Клянусь, я стал уважать начпо намного больше. Найти в течении одной минуты такой элегантный выход из столь щекотливой ситуации мог только незаурядный человек. Поняв, что гроза миновала, я попытался слабо возразить, скорее для проформы, чем из принципа:
— Виктор Иванович! — теперь можно было и по отчеству. — Но ведь Энгельс прямо пишет: любая армия!
— Эх молодость, молодость! Правильно, любая существующая на момент написания данной работы армия. Армии социалистического типа тогда не существовало. Понятно? Не расстраивайся, все ошибаются. Это ничего, ты еще молодой, научишься читать между строк. Беги на лодку, вам скоро отходить, — голос, лицо и вся фигура начпо просто излучали доброту.
Закрывая за собой дверь кабинета, я услышал рев раненого бизона. Конечно, я должен был бы поспешить на свой атомоход, но невольно притормозил. Подслушивать под дверью я никогда бы не стал, но здесь и не было такой необходимости: голос каперанга было прекрасно слышно и в конце коридора. Я никогда не использовал ненормативной лексики (и не собираюсь), но по долгу службы и в повседневной жизни постоянно слышал непарламентские выражения от людей разных рангов и социального положения — от матросов до адмиралов флота, и от дворника до… до самого «верха», одним словом, но столь изысканных выражений, произнесенных с таким чувством, — не доводилось ни до, ни после.
Дожидаться конца разноса я не стал, хотя, чего греха таить, очень хотелось.
По всей вероятности, механик и командир были в курсе происходящих событий, ибо крайне удивились, увидев меня, прибывшего на лодку без замполита, да еще и в прекрасном расположении духа, однако расспросов не последовало.

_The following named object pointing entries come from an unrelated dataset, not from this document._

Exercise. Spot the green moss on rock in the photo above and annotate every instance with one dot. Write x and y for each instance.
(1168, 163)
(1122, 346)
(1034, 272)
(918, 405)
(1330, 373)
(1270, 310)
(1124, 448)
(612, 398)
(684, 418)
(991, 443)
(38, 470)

Замполит проскользнул на борт перед самым отходом лодки. Вид у него был далеко не бравый. Последующие месяцы он явно старался меня избегать. Насколько я понял, его тоже никто никогда и ни о чем не расспрашивал, сам же он, разумеется, не распространялся о том фиаско, которое потерпел в этой схватке.
Тем не менее история стала достоянием гласности. О ней знали многие, но все делали вид, что ничего не произошло. Я тоже помалкивал — таковы были правила игры. Только спустя много лет, уже в другом государстве, я рассказал о том, как меня пытались сделать «стрелочником», близким друзьям, по просьбе которых и передаю сейчас эту историю на суд общественности, не будучи, впрочем, уверенным, что она хоть кого-либо сейчас заинтересует.
Когда скорость «стука» превышает скорость звука
— Петька, что ты пишешь?
— Оперу, Василий Иванович.
— И про меня?
— И про Вас, и про Анку, и про Фурманова.
— А про себя пишешь?
— Нет, опер сказал только про вас написать.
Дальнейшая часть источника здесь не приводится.